Roche gravée, pierre à prières, pierre de case ou de fertilité… La parole de Manuel Norvat convoque toutes les dimensions de la pierre dans nos cultures. Plus qu’un simple hommage, son discours interroge notre rapport à la terre, à l’histoire, et à la transmission. Nous vous proposons ici la version intégrale de ce texte, tel qu’il a été prononcé le 5 juin 2025 dans les jardins de la DAC Martinique.
Discours de Manuel Norvat
Bonsoir, mesdames, messieurs, la société.
La matière littéraire témoigne combien la Caraïbe est un lieu du monde où la relation avec les pierres entre dans la composition d’une pensée du monde, et les restitue au sein du vivant-merveilleux.

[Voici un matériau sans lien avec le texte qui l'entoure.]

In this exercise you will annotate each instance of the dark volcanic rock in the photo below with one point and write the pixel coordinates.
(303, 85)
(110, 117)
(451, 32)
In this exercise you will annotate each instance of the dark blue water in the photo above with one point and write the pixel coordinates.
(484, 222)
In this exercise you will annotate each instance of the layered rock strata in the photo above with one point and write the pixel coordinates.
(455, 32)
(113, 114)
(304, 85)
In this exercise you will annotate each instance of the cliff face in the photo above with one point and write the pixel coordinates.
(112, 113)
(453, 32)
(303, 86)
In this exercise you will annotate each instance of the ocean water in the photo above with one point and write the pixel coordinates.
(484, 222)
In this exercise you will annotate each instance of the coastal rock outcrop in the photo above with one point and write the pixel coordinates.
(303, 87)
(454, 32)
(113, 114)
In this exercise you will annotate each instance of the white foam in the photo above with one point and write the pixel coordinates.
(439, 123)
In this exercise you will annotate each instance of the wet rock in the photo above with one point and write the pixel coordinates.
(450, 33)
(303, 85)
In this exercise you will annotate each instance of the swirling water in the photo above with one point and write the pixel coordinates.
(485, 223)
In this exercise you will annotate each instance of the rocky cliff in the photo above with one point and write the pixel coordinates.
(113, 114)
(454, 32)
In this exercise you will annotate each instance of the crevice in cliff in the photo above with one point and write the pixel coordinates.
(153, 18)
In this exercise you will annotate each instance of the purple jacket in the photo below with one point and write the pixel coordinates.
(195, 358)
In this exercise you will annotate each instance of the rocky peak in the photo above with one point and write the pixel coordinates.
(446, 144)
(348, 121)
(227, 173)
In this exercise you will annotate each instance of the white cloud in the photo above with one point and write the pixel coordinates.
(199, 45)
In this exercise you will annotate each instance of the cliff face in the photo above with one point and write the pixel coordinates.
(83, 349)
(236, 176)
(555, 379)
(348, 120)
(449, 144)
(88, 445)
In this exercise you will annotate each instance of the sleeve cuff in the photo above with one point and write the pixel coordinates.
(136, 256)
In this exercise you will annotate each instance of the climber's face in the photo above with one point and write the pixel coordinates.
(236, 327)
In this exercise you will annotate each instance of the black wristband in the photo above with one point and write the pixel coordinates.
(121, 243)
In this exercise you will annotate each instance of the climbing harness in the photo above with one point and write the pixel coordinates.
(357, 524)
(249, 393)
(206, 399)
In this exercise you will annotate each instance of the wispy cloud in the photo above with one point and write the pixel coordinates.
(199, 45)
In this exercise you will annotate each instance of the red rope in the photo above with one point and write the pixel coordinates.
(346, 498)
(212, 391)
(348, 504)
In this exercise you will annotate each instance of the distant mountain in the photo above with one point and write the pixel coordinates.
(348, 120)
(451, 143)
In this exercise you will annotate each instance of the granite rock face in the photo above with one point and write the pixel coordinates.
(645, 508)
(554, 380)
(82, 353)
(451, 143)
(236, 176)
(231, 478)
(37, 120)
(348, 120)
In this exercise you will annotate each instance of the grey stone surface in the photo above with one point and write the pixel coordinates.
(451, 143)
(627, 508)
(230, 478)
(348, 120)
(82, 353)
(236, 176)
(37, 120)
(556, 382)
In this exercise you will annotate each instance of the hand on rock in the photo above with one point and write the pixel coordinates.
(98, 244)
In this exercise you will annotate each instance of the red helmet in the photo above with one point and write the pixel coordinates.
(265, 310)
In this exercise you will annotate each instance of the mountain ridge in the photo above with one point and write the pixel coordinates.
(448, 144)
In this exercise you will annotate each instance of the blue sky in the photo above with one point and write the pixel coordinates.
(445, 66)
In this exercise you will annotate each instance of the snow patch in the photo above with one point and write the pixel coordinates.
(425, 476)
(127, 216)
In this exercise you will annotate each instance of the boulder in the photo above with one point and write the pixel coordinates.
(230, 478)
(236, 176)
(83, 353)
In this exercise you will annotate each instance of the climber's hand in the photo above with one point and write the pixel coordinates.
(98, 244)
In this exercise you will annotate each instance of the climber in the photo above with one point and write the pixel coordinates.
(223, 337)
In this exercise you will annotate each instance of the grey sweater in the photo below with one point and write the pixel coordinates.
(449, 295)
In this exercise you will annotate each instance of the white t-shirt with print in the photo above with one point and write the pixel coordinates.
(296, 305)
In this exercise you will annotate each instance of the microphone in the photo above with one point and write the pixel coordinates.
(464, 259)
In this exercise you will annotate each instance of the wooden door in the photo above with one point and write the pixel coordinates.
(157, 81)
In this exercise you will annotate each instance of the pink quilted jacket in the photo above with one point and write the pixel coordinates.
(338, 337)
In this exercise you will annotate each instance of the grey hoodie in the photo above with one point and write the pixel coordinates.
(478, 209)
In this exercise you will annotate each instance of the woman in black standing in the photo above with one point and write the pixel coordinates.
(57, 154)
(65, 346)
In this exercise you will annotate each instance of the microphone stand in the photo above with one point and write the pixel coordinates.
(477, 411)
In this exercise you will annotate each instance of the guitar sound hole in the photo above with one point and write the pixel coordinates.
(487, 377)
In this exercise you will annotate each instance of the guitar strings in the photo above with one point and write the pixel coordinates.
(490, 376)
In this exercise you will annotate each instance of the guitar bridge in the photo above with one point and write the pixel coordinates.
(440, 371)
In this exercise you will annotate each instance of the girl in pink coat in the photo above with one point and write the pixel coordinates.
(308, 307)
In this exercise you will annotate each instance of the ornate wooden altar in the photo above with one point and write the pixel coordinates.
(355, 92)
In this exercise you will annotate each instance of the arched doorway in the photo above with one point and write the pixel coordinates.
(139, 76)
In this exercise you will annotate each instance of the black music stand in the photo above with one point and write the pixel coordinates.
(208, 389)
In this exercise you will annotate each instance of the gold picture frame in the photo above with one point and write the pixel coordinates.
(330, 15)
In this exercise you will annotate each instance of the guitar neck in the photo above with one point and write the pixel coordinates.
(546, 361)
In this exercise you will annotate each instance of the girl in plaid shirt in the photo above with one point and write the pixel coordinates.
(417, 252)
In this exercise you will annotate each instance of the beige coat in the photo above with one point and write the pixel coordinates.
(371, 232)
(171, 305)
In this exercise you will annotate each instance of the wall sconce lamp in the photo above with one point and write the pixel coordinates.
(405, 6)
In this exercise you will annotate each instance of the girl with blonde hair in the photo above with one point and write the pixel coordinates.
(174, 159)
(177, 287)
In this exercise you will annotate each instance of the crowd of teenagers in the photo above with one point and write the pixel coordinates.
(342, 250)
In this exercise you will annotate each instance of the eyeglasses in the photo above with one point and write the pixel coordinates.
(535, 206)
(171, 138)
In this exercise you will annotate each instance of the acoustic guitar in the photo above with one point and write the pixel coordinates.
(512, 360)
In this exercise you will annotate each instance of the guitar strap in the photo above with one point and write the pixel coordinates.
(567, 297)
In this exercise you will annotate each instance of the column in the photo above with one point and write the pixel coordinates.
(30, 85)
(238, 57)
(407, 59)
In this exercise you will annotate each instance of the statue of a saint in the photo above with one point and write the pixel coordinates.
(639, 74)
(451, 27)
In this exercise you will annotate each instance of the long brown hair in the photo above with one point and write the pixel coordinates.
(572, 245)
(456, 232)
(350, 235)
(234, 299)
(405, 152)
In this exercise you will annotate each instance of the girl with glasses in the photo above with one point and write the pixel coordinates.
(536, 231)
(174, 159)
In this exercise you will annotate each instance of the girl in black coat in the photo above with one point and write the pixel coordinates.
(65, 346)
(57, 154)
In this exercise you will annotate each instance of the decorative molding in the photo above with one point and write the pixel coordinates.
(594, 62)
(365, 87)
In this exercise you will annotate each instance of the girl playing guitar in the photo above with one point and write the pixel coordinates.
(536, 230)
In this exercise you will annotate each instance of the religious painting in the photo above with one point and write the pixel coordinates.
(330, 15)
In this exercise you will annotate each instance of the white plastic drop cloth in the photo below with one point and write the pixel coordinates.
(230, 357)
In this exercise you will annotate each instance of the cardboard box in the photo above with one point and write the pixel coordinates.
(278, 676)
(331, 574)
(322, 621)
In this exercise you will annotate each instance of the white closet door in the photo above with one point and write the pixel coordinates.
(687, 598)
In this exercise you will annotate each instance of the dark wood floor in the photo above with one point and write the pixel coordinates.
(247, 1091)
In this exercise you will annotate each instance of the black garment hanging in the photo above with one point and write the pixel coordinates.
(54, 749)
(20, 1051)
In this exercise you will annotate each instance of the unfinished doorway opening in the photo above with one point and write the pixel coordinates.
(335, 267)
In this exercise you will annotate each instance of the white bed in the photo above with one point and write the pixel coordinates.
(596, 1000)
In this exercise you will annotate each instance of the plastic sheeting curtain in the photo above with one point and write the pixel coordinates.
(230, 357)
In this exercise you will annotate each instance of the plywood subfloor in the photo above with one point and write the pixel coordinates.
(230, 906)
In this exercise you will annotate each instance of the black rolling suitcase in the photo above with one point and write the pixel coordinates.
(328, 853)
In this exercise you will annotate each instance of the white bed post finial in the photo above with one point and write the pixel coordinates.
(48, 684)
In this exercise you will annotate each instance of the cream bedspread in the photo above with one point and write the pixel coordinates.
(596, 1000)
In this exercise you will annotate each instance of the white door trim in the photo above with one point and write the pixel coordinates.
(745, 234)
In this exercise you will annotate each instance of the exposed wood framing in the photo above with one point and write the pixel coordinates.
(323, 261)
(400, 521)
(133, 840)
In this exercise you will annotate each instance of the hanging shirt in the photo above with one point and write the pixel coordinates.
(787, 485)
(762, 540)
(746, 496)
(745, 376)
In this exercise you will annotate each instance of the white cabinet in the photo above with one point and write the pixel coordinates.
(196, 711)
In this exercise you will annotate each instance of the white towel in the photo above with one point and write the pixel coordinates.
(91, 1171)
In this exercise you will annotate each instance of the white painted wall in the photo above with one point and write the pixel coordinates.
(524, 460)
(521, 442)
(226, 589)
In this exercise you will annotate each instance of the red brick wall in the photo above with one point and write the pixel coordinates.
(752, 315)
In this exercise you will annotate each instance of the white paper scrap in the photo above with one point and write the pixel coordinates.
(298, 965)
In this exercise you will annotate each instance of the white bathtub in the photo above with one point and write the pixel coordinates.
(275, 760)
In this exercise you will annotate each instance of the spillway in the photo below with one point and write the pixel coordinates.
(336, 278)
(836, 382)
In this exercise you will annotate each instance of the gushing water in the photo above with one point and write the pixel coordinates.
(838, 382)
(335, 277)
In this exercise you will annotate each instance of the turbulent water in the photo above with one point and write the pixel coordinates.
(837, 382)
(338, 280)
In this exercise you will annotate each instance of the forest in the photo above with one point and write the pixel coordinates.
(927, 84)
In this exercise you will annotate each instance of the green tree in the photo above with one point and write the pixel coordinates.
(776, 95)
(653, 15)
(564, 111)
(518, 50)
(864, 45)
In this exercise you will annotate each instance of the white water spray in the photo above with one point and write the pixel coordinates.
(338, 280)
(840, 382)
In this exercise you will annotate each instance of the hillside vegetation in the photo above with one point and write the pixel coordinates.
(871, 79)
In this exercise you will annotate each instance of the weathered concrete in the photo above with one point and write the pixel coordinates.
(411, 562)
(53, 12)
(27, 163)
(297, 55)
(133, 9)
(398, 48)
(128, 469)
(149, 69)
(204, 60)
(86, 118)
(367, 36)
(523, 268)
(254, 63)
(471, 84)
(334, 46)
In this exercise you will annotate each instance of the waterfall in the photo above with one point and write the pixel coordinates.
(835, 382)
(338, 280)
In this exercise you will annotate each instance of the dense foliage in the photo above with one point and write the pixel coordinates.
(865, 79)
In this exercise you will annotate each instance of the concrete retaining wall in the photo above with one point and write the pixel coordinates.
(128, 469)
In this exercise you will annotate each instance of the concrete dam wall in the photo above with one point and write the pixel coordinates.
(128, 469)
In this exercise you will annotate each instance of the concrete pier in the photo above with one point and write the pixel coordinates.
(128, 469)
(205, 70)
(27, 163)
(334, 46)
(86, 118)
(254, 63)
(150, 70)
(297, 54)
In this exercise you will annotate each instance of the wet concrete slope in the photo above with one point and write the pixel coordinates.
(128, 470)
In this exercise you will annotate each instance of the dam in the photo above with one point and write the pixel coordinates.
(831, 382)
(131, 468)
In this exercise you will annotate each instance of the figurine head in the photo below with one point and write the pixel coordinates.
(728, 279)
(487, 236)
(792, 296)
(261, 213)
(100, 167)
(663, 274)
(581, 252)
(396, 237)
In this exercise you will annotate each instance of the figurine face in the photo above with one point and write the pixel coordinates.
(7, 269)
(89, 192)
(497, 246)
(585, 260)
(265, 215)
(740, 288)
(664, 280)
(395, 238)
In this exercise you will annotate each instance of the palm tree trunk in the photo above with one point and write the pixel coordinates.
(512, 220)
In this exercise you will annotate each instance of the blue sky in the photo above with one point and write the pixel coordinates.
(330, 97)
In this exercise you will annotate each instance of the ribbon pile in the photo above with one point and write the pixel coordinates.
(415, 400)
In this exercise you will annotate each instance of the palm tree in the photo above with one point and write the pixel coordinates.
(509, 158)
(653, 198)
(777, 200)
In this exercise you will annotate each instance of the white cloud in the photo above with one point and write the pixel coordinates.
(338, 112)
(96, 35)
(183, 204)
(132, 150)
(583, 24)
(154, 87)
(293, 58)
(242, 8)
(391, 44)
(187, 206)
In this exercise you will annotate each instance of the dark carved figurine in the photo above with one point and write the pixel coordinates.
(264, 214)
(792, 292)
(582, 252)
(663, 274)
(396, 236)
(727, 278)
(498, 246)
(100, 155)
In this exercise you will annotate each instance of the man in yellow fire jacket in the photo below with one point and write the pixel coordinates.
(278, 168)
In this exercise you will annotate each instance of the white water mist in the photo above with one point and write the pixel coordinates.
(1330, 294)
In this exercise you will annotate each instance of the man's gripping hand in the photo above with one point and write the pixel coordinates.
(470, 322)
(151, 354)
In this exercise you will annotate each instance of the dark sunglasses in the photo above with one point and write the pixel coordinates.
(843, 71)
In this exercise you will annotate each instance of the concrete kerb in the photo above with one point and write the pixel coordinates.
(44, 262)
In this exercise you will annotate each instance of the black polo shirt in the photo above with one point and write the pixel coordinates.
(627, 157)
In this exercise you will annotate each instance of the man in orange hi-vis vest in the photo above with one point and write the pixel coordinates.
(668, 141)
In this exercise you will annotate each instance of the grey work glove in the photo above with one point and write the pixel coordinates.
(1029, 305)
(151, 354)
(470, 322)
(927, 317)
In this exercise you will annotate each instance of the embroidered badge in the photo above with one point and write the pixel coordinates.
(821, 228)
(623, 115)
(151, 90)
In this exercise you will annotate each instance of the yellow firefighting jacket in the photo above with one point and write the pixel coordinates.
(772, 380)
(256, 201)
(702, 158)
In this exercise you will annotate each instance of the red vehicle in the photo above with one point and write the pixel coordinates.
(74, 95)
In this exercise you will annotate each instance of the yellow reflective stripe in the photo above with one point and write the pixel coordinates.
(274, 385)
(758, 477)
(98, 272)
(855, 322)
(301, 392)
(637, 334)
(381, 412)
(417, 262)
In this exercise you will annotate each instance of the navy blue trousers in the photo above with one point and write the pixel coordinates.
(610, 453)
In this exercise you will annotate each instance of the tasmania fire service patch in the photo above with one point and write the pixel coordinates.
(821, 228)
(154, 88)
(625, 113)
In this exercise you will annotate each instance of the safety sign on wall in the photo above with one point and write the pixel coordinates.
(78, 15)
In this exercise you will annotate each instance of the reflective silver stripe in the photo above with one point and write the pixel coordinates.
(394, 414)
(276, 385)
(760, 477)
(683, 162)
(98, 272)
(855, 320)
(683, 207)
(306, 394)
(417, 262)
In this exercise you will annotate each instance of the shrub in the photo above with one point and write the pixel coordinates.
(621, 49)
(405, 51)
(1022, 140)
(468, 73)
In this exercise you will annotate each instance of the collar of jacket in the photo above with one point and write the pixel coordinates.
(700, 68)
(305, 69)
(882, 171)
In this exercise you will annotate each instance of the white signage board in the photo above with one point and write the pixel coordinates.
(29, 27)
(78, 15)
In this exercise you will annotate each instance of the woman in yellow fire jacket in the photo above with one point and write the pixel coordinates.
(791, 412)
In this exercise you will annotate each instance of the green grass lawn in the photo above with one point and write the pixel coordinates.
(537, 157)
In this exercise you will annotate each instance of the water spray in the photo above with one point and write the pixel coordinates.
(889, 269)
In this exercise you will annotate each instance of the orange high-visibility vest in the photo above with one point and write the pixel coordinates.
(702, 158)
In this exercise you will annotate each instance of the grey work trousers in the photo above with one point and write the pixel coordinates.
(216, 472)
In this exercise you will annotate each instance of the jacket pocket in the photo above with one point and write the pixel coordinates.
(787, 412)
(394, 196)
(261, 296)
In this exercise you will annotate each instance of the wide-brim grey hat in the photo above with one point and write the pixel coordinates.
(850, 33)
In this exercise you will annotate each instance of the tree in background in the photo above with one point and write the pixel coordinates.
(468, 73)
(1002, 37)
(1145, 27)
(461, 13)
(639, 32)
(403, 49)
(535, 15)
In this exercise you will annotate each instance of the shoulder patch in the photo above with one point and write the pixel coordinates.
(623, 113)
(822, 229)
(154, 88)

Oui, ces pierres de la relation font signe dans l’imaginaire de la Caraïbe. Toutes les pierres du monde se sont retrouvées là. En obole ou en symbole, en offrande ou en signification. Elles pourraient se lister dans un inventaire à la Perse : pierres trois-pointes, roches gravées, par quoi la nature devient livre ; pierres incandescentes, en variante oubliée du Graal, lots de roches sous les cases ; pierres-lest pour les navires ; pierres sacrées de l’hindouisme créole ; twa-woch-difé, pié tonnnè, roches-à-bondieu ; pierres d’autel vaudou ; roche verte contre les morsures de serpent ; roche pour la fécondité des arbres et des humains.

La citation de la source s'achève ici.